Even when workers avoid such accidents, the job itself can take a toll on the back. Constantly moving heavy materials can cause injury. The repetitive movements of using tools can wear down the body. Just regularly climbing and descending ladders can eventually lead to problems.
Nurses are in a high-risk environment. Spills are a common occurrence in hospitals, and one slip can injure the back. Nurses are often asked to carefully move heavy patients. Repeated lifting can leave its mark on the back. Nurses are often on their feet, sometimes throughout a shift. This can wear down backs and legs as well.
Here, we see another example of workers who are often on their feet, moving and lifting heavy objects. Warehouse work has the added danger of heavy objects stacked upon one another. Stacked incorrectly, these towers can become unstable, falling on workers, harming their backs.
Surgeons or Dentists
Some may be surprised to see these occupations on this list. Surgery and dentistry often require someone to be in a stable, steady position. The biggest risks often come from the tools themselves; contracting an illness from a patient; or a patient’s violent behavior. However, when you consider the posture of these workers, it is easy to see how they can suffer damage to the back.
Surgeons are often upright, leaning over a patient. Dentists may opt for a stool, but they are still in a leaning position, hovering over the patient’s mouth. This bent posture can, over time, wear down a medical professional’s back. Their spines can sometimes settle into these positions, creating posture problems, leading to more pain.
Gardeners or Landscapers
Like many of the occupations already mentioned, gardening and landscaping requires a repetitive set of movements. Landscapers are hoeing, digging, and planting for much of their day. Gardeners may be required to stay low and bent over as they tend to the plants.
Unlike many workers on this list, truck drivers are at risk for their lack of movement. Staying in a stationary, seated position for hours, making long trips, can cause back injuries. Posture problems can occur, and back muscles can become locked or atrophied. Spinal damage can also occur.
This is another group of laborers who find themselves constantly on their feet. Even stationary checkout clerks may find themselves with back and joint pain at the end of a long day. Other workers must move about, bustling across large areas. Spills and obstacles can lead to falls, injuring the back.
Commonalities Among These Jobs
You’ve probably already noticed a big trend among these occupations: The workers are on their feet for long periods of time. The above jobs do not, by any means, cover all occupations that require standing.

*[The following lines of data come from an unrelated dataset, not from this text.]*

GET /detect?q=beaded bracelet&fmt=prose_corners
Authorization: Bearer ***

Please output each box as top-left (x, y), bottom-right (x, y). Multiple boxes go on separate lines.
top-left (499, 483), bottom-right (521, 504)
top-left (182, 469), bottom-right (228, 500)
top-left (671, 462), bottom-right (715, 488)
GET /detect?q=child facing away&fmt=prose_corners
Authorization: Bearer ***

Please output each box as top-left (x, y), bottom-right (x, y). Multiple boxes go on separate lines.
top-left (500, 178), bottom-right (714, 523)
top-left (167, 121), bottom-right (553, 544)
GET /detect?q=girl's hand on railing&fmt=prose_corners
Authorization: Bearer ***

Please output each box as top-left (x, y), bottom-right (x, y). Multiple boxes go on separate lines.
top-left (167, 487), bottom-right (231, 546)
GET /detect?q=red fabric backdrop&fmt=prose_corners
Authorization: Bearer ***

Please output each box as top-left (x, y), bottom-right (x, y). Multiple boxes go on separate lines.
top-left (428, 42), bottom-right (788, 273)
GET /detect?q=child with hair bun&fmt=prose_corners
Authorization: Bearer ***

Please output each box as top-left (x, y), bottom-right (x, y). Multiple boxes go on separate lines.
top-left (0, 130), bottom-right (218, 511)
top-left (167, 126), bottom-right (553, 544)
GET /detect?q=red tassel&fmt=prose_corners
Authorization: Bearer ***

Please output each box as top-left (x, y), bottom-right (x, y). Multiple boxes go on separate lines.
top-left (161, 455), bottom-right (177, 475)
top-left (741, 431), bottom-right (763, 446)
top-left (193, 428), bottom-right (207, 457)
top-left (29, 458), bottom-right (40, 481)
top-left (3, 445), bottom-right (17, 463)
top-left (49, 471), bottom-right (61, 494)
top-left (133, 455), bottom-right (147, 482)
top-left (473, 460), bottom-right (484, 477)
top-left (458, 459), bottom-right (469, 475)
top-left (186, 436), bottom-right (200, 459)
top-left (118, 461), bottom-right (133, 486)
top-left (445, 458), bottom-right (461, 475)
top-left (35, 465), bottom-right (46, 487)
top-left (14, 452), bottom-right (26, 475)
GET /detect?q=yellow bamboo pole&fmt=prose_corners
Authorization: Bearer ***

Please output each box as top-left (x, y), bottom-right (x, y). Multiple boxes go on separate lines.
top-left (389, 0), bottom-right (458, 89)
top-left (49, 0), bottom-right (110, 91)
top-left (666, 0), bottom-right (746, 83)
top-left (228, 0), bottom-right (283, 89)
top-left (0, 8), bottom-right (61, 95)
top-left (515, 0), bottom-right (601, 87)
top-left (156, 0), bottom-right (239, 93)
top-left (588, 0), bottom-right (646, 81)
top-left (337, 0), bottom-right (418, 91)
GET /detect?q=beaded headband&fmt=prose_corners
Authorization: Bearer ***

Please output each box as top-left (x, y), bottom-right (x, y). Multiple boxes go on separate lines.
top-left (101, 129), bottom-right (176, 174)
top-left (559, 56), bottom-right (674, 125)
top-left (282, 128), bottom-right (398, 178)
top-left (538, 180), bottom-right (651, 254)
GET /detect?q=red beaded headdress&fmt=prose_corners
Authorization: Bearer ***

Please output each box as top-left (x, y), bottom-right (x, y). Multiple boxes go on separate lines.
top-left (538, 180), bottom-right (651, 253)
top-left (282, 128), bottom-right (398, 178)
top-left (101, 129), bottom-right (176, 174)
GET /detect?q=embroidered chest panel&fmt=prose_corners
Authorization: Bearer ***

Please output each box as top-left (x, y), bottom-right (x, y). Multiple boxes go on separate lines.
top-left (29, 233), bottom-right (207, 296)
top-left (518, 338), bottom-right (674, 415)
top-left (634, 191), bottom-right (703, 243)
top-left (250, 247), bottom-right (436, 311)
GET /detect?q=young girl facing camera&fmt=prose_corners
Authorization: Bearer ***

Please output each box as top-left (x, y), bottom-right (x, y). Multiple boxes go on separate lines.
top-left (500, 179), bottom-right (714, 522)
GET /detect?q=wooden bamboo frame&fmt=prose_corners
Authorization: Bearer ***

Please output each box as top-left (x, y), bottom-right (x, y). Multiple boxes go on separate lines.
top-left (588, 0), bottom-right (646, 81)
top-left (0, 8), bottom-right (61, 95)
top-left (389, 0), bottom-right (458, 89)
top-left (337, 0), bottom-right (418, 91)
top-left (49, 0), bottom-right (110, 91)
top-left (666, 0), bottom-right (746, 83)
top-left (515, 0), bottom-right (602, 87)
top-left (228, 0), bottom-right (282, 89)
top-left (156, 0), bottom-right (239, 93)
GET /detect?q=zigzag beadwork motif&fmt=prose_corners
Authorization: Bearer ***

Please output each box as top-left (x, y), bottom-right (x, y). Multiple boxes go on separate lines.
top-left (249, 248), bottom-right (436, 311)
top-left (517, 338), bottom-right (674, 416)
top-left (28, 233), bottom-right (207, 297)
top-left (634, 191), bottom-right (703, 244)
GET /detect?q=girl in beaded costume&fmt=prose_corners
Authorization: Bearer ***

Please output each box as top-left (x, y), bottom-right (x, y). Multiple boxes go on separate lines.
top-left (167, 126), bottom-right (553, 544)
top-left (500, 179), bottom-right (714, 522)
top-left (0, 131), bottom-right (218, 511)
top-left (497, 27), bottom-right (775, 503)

Teachers, food service workers, police, and more are constantly on their feet, and their backs may suffer as a result.
Another common trait is stationary positions affecting your posture. We see this in the truck drivers and surgeons discussed above. Of course, there are many other jobs that put workers in such positions. For example, office workers who sit in chair all day can suffer much like a truck driver.
What to Do if You Injured Your Back at Work
If you’ve suffered any injury at work, including back problems, you should apply for workers’ compensation. This is an insurance benefit your employer pays to cover your injuries.
You should include a lawyer whenever you apply for workers’ comp. Many initial claims are denied. The insurance companies can use any excuse. They may point out simple errors on the forms, and they can claim that your injuries do not warrant benefits. A lawyer can look over your application beforehand, making sure it is filled out correctly. They can also help you write your request, ensuring that its language is convincing and appropriate. If you are denied workers’ comp, you will need an attorney to help you appeal that decision.